DeFrancesco’s message was … well, Alonso wasn’t sure at first.
“He’s just like, ‘Listen, if you’re having family dinner, you got to have a special sauce made. And you know what? You have all the ingredients nice and perfect, nice and perfect. You need to have everything all set,’” Alonso recalled Monday during his speech at the Mandalay Bay hotel-casino after receiving the Joe Bauman Home Run Award as the minors’ dinger leader.
“’But then your family members start messing up. They put a little too much garlic, a little too much tomato, a little too much salt. You know what? The sauce tastes terrible and dinner is ruined. You’re left with only noodles. Capisce?’”
Alonso said he thought about DeFrancesco’s metaphor for a week before it clicked: Be himself.
“(DeFrancesco is) like a weird Italian uncle who has these weird -isms but isn’t the best at explaining them, but after you think on it a little while (it makes sense),” Alonso said in an interview afterward.
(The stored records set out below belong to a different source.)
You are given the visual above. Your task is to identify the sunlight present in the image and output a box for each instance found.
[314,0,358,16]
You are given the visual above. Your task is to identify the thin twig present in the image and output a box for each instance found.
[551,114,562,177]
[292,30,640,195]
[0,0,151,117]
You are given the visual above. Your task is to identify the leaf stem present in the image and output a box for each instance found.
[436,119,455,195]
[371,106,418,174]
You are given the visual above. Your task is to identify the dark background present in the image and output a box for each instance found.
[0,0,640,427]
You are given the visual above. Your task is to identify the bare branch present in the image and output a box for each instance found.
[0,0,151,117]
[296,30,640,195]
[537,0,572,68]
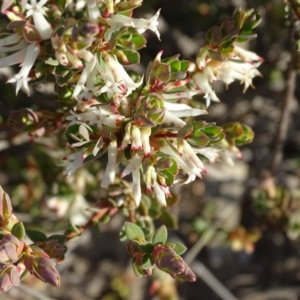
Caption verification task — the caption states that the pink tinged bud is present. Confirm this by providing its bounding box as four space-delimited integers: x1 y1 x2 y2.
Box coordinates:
103 115 125 128
0 234 24 264
141 127 151 156
152 244 196 282
86 0 101 21
121 154 142 178
0 265 20 293
0 186 12 228
1 0 15 14
164 110 186 128
33 257 60 286
120 129 130 150
66 52 84 70
101 141 118 188
131 125 143 150
152 181 167 206
132 168 142 207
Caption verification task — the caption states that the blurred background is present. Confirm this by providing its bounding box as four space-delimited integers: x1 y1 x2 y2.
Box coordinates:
0 0 300 300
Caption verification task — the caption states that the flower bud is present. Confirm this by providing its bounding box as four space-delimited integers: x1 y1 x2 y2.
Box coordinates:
152 244 196 282
24 255 60 286
33 257 60 286
35 240 66 262
0 234 24 264
0 265 20 293
0 186 12 228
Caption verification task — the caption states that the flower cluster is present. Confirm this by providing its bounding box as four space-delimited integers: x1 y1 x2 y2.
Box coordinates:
0 187 66 292
0 0 261 290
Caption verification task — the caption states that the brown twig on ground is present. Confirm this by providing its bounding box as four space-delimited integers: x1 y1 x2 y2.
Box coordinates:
288 0 300 20
270 8 300 175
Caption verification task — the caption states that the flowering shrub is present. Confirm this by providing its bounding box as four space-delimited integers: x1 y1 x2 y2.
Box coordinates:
0 0 262 291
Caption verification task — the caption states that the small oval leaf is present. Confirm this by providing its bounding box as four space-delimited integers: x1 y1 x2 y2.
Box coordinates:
125 222 145 240
152 225 168 244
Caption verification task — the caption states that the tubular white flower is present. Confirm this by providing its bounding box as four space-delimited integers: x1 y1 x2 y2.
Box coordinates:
101 141 118 188
62 151 86 176
0 47 27 68
164 102 207 118
164 110 186 128
141 127 151 156
132 168 142 207
86 0 101 21
121 154 142 178
25 0 53 40
131 125 143 150
7 44 40 95
160 89 201 101
97 54 143 98
107 10 160 39
72 59 97 100
193 72 220 107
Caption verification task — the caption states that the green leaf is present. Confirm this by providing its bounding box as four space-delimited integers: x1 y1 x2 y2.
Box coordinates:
26 229 47 242
165 242 187 255
117 50 140 65
64 223 80 235
125 222 145 240
118 32 146 50
202 126 223 138
152 225 168 244
142 254 153 269
11 222 25 240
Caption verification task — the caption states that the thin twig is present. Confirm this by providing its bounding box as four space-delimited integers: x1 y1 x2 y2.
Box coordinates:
288 0 300 20
184 208 237 300
270 9 297 175
184 208 236 264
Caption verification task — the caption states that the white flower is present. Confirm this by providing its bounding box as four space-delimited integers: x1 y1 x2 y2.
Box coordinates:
96 54 143 99
120 154 142 207
62 151 86 176
86 0 101 21
101 141 118 188
107 10 160 39
164 102 207 118
193 72 220 107
7 44 40 95
25 0 52 40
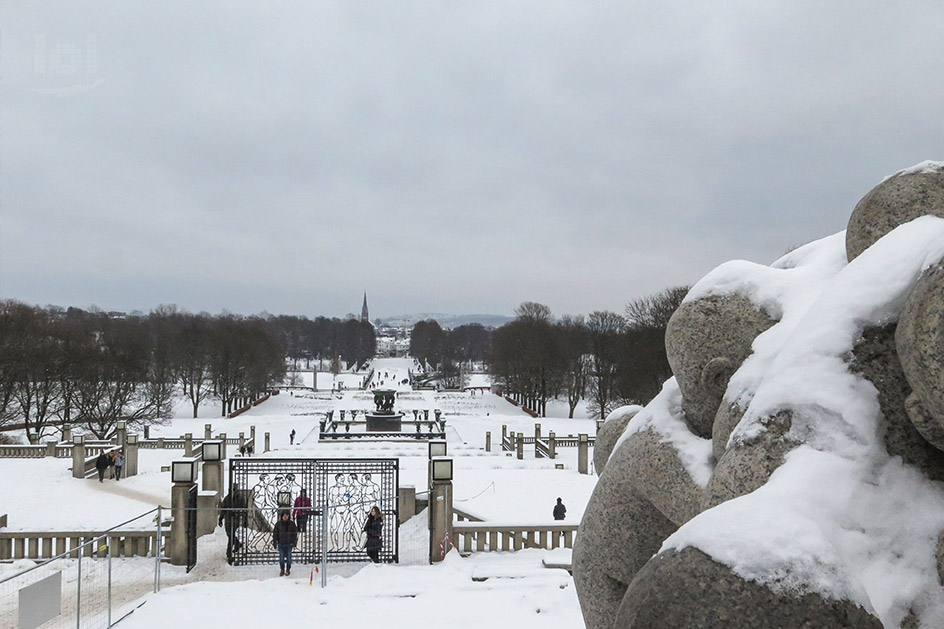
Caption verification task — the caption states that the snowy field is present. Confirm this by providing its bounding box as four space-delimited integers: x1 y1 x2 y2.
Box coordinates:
0 365 596 629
Or, as he put it in his speech: “Pretty much what he was trying to convey in his messed-up way is just stick to who you are. For me, it’s just see ball, hit ball. Staying with that approach, it made me have a really successful year.”
The absence of an article in Alonso’s “see ball, hit ball” philosophy is on purpose, a way to hammer home how simple — for Alonso, at least — that is.
Alonso said his teammates in Double-A Binghamton started called him “Caveman,” and he even had a nameplate that said “Oog” — as in, a caveman’s name — above his locker.
“It’s like, ‘Oog, see ball, hit ball,’” Alonso said. “That approach worked and now Oog’s getting an award.”
Alonso has a shot at being the Mets’ Opening Day first baseman, with general manager Brodie Van Wagenen going as far as saying he hopes Alonso wins the job.
The Mets’ first-base situation is simpler now that Jay Bruce, who played a lot of first at the end of last season, was traded to the Mariners in the Robinson Cano/Edwin Diaz deal.
That creates an opportunity for Alonso, though first baseman/outfielder Dominic Smith is also still in the picture.
Van Wagenen met with Alonso last month in Arizona, while Alonso was playing in the Arizona Fall League, to impress upon him how much the Mets value him.
“He was telling me everything to excite me, not to stress me out,” Alonso said. “Pretty much just ‘if you do your part, just show up and have fun with it.’ … Every kid wants to play in the big leagues. I just want to hit the ground running once spring comes.”